Un angelo nel cielo delle nostre metropoli

Come in una parabola dei nostri giorni, provo a immaginare il vangelo delle tentazioni nella città che conosco meglio: Milano. Il diavolo portò Gesù nella metropoli, capitale della finanza e della moda. Lo pose in alto, sopra la guglia centrale del Duomo, e gli mostrò la città ai suoi piedi: il Castello, la Borsa, la cintura delle banche, lo stadio, le vie della moda.

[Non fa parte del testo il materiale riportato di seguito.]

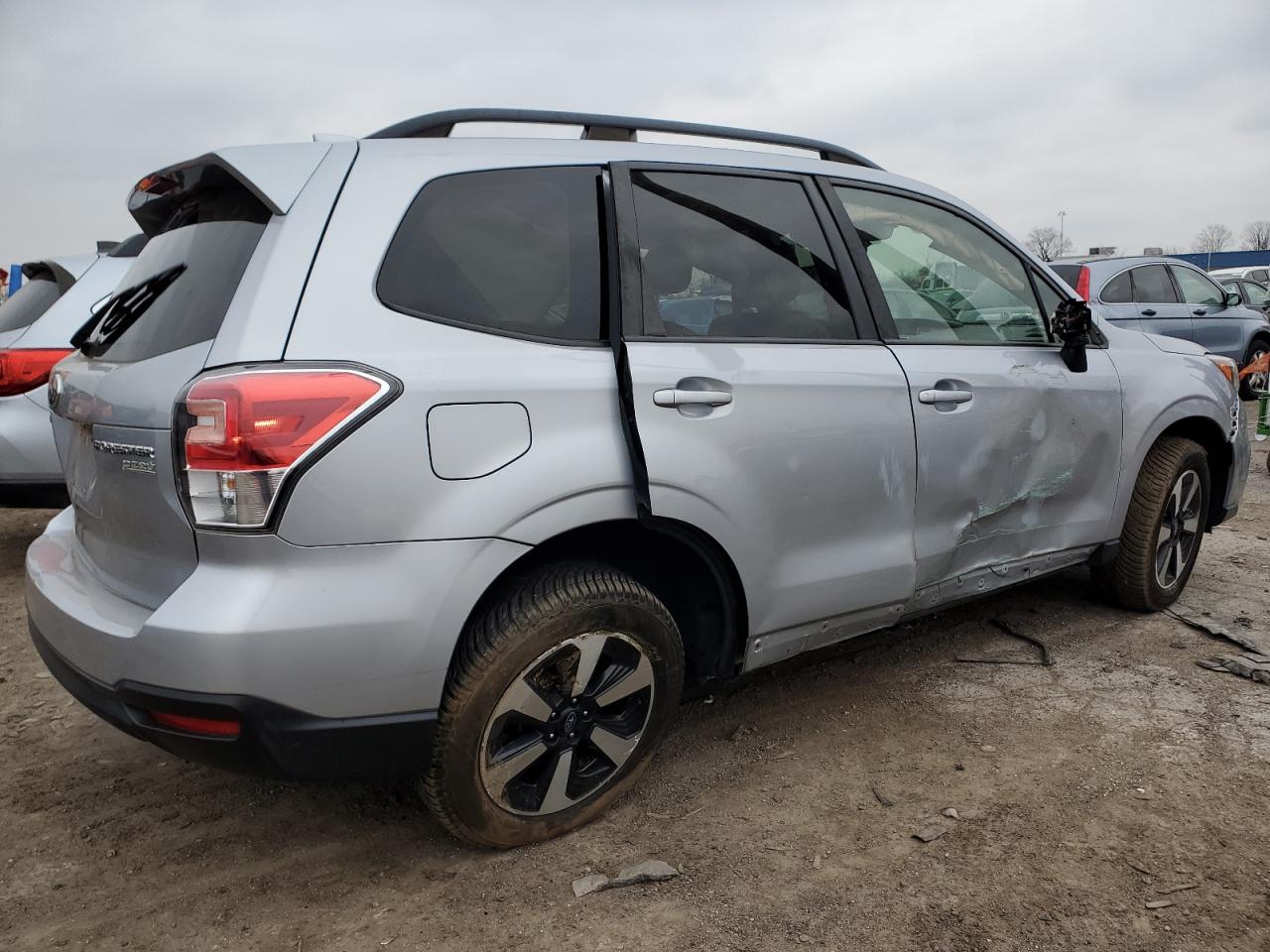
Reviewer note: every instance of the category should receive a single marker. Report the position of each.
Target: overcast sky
(1142, 121)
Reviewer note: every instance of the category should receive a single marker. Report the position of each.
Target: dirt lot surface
(1121, 775)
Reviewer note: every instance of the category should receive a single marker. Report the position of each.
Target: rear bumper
(27, 451)
(273, 740)
(331, 657)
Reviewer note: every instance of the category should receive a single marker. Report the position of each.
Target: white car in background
(36, 326)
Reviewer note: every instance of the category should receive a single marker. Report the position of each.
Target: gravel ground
(1121, 775)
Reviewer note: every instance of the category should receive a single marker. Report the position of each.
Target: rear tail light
(246, 431)
(1082, 284)
(24, 370)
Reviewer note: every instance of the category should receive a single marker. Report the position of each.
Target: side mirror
(1072, 324)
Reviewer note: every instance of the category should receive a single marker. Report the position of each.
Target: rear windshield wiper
(122, 311)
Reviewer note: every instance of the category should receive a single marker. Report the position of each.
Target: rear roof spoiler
(273, 176)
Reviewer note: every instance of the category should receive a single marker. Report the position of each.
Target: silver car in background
(394, 454)
(1169, 296)
(36, 326)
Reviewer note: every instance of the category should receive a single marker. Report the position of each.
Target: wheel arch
(686, 567)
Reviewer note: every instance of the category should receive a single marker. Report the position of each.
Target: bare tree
(1211, 239)
(1256, 236)
(1046, 244)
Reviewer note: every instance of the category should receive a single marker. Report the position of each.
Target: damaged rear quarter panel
(1029, 466)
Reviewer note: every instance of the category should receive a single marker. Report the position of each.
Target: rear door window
(24, 307)
(1198, 289)
(513, 252)
(735, 257)
(944, 278)
(1118, 291)
(1151, 286)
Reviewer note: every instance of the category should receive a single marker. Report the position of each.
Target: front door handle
(686, 398)
(945, 397)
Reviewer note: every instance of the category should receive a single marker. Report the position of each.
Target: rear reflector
(249, 429)
(26, 370)
(212, 726)
(1082, 284)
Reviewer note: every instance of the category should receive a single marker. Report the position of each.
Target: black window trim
(606, 253)
(881, 309)
(633, 286)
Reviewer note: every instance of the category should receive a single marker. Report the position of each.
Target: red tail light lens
(211, 726)
(250, 428)
(1082, 284)
(24, 370)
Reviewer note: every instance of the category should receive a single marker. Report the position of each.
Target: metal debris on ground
(1246, 665)
(1046, 660)
(588, 884)
(1206, 624)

E c’era folla sul corso, turisti e polizia. Qualcuno dei mendicanti stringeva un cagnolino in grembo, forse per un po’ di calore, forse per attivare un briciolo di pietà. Sull’asfalto grigio, coriandoli e stelle filanti di carnevale, e la pioggia leggera di fine inverno.   Qualcuno, occhi tristi e pelle scura, vendeva le ultime rose ai passanti.  Guardando bene si vedevano anche quelli che si lasciavano andare: alla solitudine, alla vecchiaia, alla depressione, che si lasciavano morire di droga o di dolore.

Allora il diavolo disse a Gesù: “Tutto questo è mio! Tutto sarà tuo se ti inginocchi davanti a me!”. Signore, perché non gli hai dato del bugiardo?